To leave or not to leave? That is the question that Harrison Barnes, Jared Sullinger and Perry Jones all answered with the response “Not To Leave.” With a potential NBA lockout I need to sign my deal EARLY because half of NBA rosters will be overseas. Fluff I’m looking forward to your thoughts on the next Sports Podcast
Three different players, three different announcements, all conveying the same, unconventional decision: Despite their status as projected top-five NBA draft picks, Ohio State’s Jared Sullinger, Baylor’s Perry Jones III and North Carolina’s Harrison Barnes — all of whom are freshmen — just said no to the NBA. It’s surprising when any underclassman turns down that opportunity, but for three of the potential first five picks to come back to school is unprecedented in the modern era.

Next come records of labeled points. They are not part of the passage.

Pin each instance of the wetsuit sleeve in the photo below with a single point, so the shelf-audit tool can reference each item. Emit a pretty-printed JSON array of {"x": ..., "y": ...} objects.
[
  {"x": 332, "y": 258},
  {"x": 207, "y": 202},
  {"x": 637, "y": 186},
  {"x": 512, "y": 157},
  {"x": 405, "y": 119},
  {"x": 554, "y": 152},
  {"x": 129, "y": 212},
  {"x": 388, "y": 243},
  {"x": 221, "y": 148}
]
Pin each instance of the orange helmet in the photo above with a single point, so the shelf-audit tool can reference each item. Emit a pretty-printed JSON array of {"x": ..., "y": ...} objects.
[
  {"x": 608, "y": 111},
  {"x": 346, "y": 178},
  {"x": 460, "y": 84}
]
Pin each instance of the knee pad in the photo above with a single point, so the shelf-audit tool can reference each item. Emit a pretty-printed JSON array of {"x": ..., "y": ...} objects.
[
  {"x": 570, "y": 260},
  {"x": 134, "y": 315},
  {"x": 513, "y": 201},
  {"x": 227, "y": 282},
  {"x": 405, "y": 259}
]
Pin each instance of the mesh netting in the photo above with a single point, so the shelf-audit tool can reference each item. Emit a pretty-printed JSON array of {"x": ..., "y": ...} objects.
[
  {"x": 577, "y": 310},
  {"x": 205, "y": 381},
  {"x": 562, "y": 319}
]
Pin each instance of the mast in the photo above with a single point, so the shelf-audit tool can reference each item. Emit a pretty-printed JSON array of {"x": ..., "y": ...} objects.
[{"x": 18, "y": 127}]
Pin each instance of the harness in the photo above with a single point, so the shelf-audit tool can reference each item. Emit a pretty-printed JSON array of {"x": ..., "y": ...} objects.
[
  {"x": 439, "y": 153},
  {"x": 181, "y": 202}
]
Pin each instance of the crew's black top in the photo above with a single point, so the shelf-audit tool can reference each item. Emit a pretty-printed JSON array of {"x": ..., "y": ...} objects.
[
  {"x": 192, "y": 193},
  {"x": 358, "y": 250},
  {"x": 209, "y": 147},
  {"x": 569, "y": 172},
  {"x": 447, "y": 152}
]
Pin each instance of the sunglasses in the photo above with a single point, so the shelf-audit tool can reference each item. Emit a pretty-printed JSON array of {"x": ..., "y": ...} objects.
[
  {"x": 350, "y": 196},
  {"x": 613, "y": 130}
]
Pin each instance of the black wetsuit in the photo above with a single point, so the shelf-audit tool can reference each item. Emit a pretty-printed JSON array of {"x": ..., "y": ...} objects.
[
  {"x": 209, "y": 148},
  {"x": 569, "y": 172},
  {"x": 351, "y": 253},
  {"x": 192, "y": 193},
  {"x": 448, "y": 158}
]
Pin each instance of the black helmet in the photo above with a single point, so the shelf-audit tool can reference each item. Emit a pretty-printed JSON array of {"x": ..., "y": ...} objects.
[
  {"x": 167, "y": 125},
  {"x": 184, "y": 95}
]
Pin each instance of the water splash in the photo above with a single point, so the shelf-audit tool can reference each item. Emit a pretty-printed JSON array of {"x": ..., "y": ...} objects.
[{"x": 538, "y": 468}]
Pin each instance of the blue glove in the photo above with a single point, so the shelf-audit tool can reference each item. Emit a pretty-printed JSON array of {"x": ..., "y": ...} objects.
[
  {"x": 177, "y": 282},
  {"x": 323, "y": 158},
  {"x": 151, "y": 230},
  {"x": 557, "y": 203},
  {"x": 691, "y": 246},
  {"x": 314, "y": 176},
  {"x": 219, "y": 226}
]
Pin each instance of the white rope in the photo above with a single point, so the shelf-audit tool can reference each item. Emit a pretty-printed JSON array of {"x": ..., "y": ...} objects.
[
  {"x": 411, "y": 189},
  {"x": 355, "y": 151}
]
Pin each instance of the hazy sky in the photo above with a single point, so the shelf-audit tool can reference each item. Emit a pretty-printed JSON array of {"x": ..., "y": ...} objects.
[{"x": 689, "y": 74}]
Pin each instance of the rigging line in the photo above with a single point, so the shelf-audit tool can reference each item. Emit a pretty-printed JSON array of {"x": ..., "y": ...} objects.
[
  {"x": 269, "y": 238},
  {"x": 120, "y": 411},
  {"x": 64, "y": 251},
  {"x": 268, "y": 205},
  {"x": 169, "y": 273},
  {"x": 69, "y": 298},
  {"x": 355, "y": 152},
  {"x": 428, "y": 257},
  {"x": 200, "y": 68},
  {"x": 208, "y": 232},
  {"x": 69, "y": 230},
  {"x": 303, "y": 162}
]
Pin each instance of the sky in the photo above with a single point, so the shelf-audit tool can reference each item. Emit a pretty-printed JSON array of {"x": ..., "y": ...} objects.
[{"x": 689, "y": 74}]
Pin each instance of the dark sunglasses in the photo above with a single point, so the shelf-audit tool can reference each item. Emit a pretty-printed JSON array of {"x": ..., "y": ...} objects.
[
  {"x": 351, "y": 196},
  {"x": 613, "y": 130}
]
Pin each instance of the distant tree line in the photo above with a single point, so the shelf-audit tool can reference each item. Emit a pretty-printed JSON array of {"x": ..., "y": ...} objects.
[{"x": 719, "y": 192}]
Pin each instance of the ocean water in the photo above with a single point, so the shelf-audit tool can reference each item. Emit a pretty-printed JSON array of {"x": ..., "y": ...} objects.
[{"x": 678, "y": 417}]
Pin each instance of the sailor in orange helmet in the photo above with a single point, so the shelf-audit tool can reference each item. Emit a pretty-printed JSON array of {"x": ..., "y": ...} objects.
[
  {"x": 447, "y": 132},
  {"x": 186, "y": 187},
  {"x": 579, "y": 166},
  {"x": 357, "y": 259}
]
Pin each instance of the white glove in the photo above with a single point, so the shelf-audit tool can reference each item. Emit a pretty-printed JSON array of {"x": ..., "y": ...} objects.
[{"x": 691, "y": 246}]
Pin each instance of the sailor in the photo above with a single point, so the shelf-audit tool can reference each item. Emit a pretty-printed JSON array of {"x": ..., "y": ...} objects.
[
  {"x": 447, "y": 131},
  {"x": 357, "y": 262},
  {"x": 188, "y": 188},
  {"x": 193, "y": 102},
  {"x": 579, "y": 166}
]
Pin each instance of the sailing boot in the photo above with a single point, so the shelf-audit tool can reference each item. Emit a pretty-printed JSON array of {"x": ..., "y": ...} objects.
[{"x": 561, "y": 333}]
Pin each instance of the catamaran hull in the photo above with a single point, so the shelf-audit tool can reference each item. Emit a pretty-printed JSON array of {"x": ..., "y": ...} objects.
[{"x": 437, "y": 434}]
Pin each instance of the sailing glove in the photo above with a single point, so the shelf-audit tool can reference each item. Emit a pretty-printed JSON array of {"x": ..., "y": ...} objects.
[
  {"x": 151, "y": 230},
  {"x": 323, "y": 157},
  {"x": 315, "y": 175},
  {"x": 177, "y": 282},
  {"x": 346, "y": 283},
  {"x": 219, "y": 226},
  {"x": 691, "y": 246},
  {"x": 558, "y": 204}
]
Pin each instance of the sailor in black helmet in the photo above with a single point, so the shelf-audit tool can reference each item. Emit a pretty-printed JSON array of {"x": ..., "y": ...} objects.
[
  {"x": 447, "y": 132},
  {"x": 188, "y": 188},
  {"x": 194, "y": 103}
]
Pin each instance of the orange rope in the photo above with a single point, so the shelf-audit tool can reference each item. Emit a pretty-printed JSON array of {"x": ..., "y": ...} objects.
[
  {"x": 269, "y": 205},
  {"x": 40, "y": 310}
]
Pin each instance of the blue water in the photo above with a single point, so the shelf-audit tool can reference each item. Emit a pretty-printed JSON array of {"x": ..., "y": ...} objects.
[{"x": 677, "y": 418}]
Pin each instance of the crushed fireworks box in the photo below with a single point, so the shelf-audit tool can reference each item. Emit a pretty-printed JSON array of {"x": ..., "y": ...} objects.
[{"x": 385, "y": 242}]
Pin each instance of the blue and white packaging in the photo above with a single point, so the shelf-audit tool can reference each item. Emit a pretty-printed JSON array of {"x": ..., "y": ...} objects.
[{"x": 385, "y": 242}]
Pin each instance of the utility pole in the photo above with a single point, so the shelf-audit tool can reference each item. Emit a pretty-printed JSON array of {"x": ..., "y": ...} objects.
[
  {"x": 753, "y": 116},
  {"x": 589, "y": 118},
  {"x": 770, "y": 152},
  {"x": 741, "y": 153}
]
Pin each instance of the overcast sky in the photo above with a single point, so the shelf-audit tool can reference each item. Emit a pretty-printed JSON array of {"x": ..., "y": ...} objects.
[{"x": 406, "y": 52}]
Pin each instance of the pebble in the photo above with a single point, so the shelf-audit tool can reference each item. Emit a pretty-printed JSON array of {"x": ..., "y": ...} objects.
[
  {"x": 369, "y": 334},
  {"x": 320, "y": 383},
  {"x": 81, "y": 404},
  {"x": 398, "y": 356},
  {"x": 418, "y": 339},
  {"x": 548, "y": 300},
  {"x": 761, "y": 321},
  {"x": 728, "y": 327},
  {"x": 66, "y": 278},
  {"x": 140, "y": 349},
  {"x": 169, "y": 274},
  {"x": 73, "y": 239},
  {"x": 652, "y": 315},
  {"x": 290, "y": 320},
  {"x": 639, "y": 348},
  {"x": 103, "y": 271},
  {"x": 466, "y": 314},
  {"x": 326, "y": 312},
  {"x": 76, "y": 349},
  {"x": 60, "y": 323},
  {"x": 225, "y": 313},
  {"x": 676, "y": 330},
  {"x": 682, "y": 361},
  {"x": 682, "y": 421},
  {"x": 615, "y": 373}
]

And there may be more. Two other probable freshmen lottery picks, Brandon Knight and Terrence Jones of Kentucky, are still mulling over their decisions. The fact that they have not yet announced their intentions (the deadline for doing so is Sunday) indicates that one, if not both, could also return.
When Sullinger initially made his declaration in a Newark, N.J., locker room following the Buckeyes’ loss to Kentucky in the Sweet 16, many observers, including this one, assumed it was just an emotional outburst that would be followed by the inevitable retraction. Even Sullinger’s coach, Thad Matta, had been skeptical during the season whenever Sullinger assured him he was coming back. “My past record shows that it usually doesn’t happen that way,” Matta said in reference to the multitude of underclassmen he has lost to the pros over the last five years. Sullinger went so far as to invite Matta to draw up a contract for him to sign.
Sullinger made the promise so often that by the time he made his pronouncement, Matta was not surprised. “Jared wants to get better. I think he enjoys the college game,” Matta said. “He’s not one of those guys who just wants to go to the NBA so he can say he’s there.”
As for the lockout, Sullinger told me that he didn’t even know about it until earlier that day. “I kid you not,” he said. “I just found out about the lockout two hours ago when a professor came up and told me about it.” What he did know is that it is difficult to succeed in the NBA, especially when you’re an undersized center who needs to trim a lot of baby fat. For all his hubris, Sullinger possesses a healthy humble streak. “I believe in my ability, but at the same time it’s a whole different animal at the next level. It would take a lot of adjusting,” he said. “A lot of people use college as a pit stop to go to the next level, but you only get this time once in your life. You might as well enjoy it.”